« Il est virtuellement certain que le niveau moyen des océans va continuer à augmenter au cours du XXIe siècle », assure le sixième rapport du Groupe d’experts intergouvernemental sur l’évolution du climat (GIEC), publié en 2021. « Virtuellement certain », cela signifie que les scientifiques du GIEC estiment qu’il y a plus de 99 % de chances que cette prévision se réalise. Au cours du dernier siècle, le niveau moyen de la mer a déjà augmenté d’une vingtaine de centimètres. En 2050, ce seraient 15 centimètres de plus, dans le scénario intermédiaire du GIEC où la température moyenne à la surface du globe aurait augmenté de 2 degrés par rapport à l’ère préindustrielle.
Ce type d’assertions repose sur un travail scientifique d’une ampleur titanesque. La prévision de l’augmentation du niveau de la mer « c’est un des plus beaux défis scientifiques contemporains », s’exclame Benoit Meyssignac, océanographe au laboratoire Legos, à Toulouse. « Et cela a un intérêt sociétal énorme. C’est sans doute l’un des rares sujets dont l’impact concret est directement en lien avec le vertige que peut donner la science. » Car derrière cette montée des eaux se cachent de nombreux facteurs qui s’entremêlent, des effets d’échelle, des défis techniques ou encore des difficultés théoriques. « Pour modéliser le climat, il faut un modèle de l’océan, un modèle de l’atmosphère, un modèle pour l’hydrologie… Et tous ces modèles interagissent les uns avec les autres », explique Mélanie Becker, chercheuse en géophysique au laboratoire Liens et directrice de recherche au CNRS.

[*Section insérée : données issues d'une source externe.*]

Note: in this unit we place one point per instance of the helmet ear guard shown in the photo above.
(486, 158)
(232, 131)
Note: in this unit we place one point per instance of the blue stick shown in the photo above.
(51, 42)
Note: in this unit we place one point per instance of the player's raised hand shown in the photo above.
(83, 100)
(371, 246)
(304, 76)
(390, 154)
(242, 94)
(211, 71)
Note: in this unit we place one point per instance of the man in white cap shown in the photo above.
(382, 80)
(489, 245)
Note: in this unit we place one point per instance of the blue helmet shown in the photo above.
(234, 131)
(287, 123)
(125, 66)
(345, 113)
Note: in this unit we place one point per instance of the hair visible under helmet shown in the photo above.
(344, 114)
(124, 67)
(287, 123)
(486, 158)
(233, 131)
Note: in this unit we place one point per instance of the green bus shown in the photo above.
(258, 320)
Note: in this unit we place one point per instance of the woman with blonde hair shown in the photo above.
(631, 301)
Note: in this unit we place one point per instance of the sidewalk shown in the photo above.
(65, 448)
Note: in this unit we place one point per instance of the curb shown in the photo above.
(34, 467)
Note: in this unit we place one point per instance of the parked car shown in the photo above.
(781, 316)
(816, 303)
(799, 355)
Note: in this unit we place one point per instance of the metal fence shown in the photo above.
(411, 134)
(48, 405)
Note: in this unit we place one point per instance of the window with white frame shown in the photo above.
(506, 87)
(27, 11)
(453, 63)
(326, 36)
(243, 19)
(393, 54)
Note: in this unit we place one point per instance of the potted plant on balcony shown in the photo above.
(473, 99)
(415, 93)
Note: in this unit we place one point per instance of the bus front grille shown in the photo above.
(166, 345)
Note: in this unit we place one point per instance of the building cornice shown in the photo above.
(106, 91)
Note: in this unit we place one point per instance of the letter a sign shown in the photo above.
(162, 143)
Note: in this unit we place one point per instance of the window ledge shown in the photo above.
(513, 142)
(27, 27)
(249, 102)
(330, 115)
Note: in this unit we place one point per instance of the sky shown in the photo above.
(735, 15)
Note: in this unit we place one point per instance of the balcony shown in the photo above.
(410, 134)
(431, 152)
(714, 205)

Concrètement, pour établir ces prévisions, les scientifiques s’appuient sur des observations pour identifier comment le niveau de la mer a évolué par le passé, et comment il évolue aujourd’hui. Ils cherchent ensuite à comprendre les causes de ces changements en proposant des modèles théoriques fondés sur des équations physiques connues. En comparant les résultats fournis par leurs modèles aux observations faites par le passé, ils confirment ou infirment leurs hypothèses et affinent les paramètres. Ce sont ensuite ces modèles, capables de reproduire les données du passé, qui sont utilisés pour prévoir l’avenir en fonction des différents scénarios de réchauffement de la planète.
Accélération de la fonte des glaces
A l’échelle globale, les principaux processus qui influencent le niveau moyen des océans sont aujourd’hui bien connus. D’abord, sous l’effet du réchauffement climatique, l’océan se dilate. « Les émissions de gaz à effet de serre limitent le rayonnement infrarouge de la Terre vers l’espace, explique Benoit Meyssignac. Par conséquent, la Terre et son atmosphère reçoivent plus d’énergie qu’elles n’en émettent. Or, ce surplus énergétique est stocké à plus de 90 % dans l’océan, car l’eau a une capacité calorifique [capacité à absorber l’énergie] beaucoup plus importante que l’air. » Conséquence : l’océan se réchauffe, et son immense volume d’eau se dilate.